Il rapporto tra democrazia e tecnologia indagato sotto l’aspetto tecnico con la lente del diritto. Il corso di Juridical and Social Issues in Information Society del nostro Ateneo, con i docenti Silvia Salardi e Andrea Rossetti, ha organizzato il webinar (link alla locandina) "Oltre la democrazia. Tecniche e problemi delle democrazie digitali" in programma il prossimo 6 novembre alle ore 10. «Affronteremo l’argomento – anticipa il professore Rossetti – da un triplice punto di vista tecnico, grazie al contributo dei professori Gian Marco Gometz, Gianluigi Fioriglio e Marco Mancarella delle Università di Cagliari, di Modena e Reggio Emilia e del Salento. Discuteremo di come le tecnologie modificano le forme di democrazia, di come devono modificarsi le norme per far sì che l’uso della tecnologia garantisca il rispetto dei principi democratici e di quali sono gli strumenti giuridici presenti nel sistema italiano che consentono forme di democrazia digitale».

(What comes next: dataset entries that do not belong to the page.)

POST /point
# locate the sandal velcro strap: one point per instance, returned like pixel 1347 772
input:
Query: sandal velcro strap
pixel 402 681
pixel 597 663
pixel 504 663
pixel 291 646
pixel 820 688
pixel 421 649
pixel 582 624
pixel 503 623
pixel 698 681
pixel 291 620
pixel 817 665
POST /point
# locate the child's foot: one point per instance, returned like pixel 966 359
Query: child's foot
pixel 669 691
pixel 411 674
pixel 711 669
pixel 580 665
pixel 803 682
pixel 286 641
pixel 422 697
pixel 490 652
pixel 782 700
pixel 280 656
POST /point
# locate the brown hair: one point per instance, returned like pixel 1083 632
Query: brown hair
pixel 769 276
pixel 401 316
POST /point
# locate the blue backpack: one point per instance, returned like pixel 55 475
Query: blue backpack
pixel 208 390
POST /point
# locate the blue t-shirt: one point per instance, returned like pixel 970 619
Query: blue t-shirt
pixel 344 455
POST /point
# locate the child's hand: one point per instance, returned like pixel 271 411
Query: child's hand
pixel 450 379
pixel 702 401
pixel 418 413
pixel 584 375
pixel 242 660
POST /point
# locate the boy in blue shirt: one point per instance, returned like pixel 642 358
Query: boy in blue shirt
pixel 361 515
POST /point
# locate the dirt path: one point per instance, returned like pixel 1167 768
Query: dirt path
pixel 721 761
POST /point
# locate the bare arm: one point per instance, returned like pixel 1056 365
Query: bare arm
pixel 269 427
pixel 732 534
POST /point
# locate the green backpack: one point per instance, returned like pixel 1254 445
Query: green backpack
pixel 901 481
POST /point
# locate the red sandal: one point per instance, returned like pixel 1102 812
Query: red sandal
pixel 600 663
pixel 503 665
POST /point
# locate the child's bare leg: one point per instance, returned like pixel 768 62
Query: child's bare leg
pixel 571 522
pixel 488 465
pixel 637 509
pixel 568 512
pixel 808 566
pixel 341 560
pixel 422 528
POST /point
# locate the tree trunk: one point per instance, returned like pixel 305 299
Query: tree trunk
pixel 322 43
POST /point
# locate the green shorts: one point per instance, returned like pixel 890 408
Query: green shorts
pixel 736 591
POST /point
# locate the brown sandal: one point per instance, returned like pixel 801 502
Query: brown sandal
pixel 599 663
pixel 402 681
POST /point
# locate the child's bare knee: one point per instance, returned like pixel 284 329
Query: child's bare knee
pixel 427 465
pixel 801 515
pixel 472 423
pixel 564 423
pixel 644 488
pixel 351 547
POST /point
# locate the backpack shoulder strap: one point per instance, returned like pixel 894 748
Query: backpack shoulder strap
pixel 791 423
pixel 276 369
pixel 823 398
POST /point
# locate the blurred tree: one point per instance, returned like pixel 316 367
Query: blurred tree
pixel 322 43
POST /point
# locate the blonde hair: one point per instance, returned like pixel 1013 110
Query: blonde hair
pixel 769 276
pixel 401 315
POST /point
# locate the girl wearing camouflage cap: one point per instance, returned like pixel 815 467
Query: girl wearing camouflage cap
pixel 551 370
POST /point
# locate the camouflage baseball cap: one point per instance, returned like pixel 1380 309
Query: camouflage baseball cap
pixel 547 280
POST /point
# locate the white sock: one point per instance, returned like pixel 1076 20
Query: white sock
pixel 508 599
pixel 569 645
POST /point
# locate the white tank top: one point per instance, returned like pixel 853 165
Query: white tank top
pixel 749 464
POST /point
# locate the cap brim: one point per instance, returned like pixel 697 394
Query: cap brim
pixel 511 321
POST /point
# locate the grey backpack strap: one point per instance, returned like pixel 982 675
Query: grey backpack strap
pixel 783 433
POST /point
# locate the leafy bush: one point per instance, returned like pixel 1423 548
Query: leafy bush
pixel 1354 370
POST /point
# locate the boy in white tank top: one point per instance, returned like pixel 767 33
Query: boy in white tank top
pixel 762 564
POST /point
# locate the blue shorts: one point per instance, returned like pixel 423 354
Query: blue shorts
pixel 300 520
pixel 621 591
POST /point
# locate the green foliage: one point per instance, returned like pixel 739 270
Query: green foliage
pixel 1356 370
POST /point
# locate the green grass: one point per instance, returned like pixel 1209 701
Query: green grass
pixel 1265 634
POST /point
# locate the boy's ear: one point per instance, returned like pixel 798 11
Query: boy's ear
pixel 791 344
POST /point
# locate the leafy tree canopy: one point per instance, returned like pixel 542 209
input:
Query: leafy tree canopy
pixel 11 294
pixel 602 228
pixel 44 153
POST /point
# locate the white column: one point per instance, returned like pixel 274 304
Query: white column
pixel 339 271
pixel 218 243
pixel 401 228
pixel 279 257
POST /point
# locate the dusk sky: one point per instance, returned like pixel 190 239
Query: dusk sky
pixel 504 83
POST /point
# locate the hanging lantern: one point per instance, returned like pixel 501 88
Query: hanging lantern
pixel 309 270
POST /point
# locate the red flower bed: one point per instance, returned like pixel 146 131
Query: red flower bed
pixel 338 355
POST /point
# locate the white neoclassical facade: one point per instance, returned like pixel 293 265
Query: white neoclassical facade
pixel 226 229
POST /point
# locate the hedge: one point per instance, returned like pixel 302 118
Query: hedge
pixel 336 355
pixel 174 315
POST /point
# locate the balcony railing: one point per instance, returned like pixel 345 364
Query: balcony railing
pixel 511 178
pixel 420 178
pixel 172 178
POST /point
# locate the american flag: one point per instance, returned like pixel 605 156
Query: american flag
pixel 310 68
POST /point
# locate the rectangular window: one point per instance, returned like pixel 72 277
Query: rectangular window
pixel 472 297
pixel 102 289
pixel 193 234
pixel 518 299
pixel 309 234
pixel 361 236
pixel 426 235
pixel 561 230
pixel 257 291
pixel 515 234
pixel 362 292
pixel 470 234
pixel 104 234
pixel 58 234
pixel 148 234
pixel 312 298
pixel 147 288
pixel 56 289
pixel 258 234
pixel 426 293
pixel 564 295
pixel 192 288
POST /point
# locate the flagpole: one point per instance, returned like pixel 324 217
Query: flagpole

Da anni in Italia si parla di elezioni con sistemi digitali, cosa che – con le opportune garanzie tecniche – sarebbe rispettosa di ciò che la Costituzione richiede, vale a dire che il voto sia personale ed eguale, libero e segreto. Finora, però, non si sono avute che poche, limitate, applicazioni. «Il problema – sostiene il docente – sono gli informatici perché ritengono possibile hackerare il voto. Anche gli hacker etici si sono sempre rifiutati di lavorare a questo tipo di progetto. Il problema esiste, ma la possibilità di “hackerare” i risultati esiste anche col voto cartaceo». La possibilità, dunque, c’è, ma – come osserva il professore Rossetti – va approfondita sotto l’aspetto tecnico e dotata di un’adeguata cornice normativa: «C’è, in questo ambito, un fallimento della comunità internazionale che non si è mai attivata per studiare come mettere in pratica il voto digitale attraverso un sistema open source. Questo finisce per lasciare tutto nelle mani di ditte private. Il caso del referendum sull’autonomia in Lombardia insegna. Sul piano formale erano rispettate tutte le disposizioni emanate ad hoc, tuttavia non era possibile alcun tipo di verifica dal momento che la ditta incaricata utilizzava un codice chiuso. È necessaria una legge che dica che occorrono due requisiti: un codice open source e un sistema che consenta di verificare la corrispondenza tra il risultato digitale del voto e quello analogico».
Nella sua versione più “spinta”, la democrazia digitale assume la forma di democrazia diretta elettronica. L’intera comunità è chiamata non solo ad esprimersi su un quesito referendario o sulla scelta dei candidati da eleggere, ma anche a svolgere la funzione legislativa senza la mediazione di rappresentanti. Rispetto a ciò, il giurista non può che rilevare una serie di criticità di tipo sostanziale e formale. «Non è una forma di democrazia – avverte il professore Rossetti – perché chi è chiamato a prendere delle decisioni deve essere adeguatamente informato e deve avere tutti gli strumenti, anche culturali, per poter assumere delle decisioni. Ciò non sempre avviene. Ciascuno di noi, rispetto ad alcuni argomenti, non ha la preparazione sufficiente per compiere delle scelte. Di più: ci sono argomenti di cui, legittimamente, non ci si vuole occupare perché non si è interessati. Questo pone anche un altro problema, quello della partecipazione al voto: ci potremmo trovare in situazioni in cui si è ben lontani dal raggiungere il numero legale».